How Long a Site Registration is Valid
A Preliminary Site Registration is good for ONE year. Your septic system designer should file the Official Site Registration paperwork once the soils have been confirmed by Environmental Health Staff or submit the septic system design for approval. Site registrations for which no decision has been issued within 12 months following the date of application (due to lack of action by the applicant) shall expire by limitation.
An Official Site Registration does not have an expiration date so long as the original findings remain valid. It simply states the soil conditions at the time the evaluation was done. It is sometimes necessary to re-evaluate the soil if conditions change. For example, a proposed building location may require the drainfield to be located in an area different from planned. Certain activities such as grading, filling or logging of the property can alter the original findings and render the Site Registration invalid. Excess stormwater may also damage or alter the soils. Please note that the need for possible reevaluation increases the longer it has been since the soils were originally evaluated.
Caution: Approval of Official Site Registrations by the county does not constitute approval of either a future building or septic permit and all permits will be in compliance with all applicable state and county regulations at the time of application. An Approved Official Site Registration does not allow your site to be `grandfathered' for a specific type of system at some future date. At the time of installation, any septic design must meet all other current codes and requirements.
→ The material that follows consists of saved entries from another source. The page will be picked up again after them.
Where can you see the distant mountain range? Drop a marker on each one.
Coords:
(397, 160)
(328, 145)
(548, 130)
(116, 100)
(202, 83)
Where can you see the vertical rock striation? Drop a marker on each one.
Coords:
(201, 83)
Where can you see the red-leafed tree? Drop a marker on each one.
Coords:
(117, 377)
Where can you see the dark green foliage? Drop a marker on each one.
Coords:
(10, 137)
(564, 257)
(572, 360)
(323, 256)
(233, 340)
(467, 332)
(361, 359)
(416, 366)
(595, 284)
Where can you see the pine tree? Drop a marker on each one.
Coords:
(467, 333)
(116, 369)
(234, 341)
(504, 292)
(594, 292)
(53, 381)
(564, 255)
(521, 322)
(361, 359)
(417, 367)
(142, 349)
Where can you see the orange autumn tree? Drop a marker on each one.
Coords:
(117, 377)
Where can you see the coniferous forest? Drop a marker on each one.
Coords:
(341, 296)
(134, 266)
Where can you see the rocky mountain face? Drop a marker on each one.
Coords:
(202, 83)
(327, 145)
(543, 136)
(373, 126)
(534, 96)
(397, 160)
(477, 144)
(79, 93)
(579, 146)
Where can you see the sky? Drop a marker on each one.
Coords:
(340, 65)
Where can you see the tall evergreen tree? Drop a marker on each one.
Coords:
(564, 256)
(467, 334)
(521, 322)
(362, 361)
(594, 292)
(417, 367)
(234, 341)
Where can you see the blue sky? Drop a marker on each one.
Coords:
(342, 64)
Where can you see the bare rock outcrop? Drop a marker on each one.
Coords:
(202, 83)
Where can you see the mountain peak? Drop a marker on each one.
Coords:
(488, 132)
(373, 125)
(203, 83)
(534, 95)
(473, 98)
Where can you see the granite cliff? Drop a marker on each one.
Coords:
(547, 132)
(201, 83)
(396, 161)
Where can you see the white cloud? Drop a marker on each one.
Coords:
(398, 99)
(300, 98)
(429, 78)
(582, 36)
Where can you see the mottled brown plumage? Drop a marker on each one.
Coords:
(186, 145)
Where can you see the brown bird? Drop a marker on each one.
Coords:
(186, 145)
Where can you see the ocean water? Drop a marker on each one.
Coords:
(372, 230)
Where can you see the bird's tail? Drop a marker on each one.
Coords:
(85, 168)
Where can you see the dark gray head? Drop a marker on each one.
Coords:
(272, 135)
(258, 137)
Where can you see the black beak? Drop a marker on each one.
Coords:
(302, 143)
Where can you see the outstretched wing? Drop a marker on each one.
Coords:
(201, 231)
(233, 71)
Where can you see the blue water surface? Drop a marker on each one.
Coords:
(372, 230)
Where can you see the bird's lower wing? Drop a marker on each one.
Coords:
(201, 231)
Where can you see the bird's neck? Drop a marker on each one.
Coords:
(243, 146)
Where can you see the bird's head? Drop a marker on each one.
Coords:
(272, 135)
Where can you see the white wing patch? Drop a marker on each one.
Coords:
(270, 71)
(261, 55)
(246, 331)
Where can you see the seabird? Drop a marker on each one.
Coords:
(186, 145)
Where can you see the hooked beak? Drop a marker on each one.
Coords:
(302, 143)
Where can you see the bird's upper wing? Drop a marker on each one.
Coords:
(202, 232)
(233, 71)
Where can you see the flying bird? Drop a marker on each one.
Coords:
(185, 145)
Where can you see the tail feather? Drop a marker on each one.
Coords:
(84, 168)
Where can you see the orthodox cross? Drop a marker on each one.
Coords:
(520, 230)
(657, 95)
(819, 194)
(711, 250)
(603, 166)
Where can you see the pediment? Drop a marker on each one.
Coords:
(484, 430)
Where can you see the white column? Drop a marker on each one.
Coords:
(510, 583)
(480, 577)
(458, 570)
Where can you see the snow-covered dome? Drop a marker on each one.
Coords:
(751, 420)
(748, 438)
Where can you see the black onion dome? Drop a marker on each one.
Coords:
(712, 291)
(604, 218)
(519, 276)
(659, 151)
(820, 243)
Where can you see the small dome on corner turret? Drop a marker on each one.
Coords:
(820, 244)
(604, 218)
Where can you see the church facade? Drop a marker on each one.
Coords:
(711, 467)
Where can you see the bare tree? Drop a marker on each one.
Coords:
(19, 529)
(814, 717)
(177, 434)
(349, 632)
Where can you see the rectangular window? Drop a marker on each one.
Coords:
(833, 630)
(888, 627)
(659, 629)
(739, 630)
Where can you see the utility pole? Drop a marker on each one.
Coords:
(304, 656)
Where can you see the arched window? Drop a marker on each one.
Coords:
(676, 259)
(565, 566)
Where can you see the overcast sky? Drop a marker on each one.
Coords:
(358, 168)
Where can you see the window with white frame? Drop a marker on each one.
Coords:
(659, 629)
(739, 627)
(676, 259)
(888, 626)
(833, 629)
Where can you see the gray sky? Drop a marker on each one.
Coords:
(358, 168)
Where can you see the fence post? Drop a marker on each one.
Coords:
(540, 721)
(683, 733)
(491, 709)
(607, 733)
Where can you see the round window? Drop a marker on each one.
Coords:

Site Registration for Land Subdivision
State and local codes have long required a soils evaluation to be done for land subdivisions to ensure that suitable soils for on-site septic system (OSS) exist on each proposed lot to prevent the creation of lots that later would be found to effectively be "unbuildable". Thorough evaluation of proposed parcels is strongly encouraged to locate areas where vertical separation greater than or equal to 24 inches can be maintained in all seasons of the year. Site registrations performed for the purpose of land division must also include information demonstrating that the proposed water supply is adequate.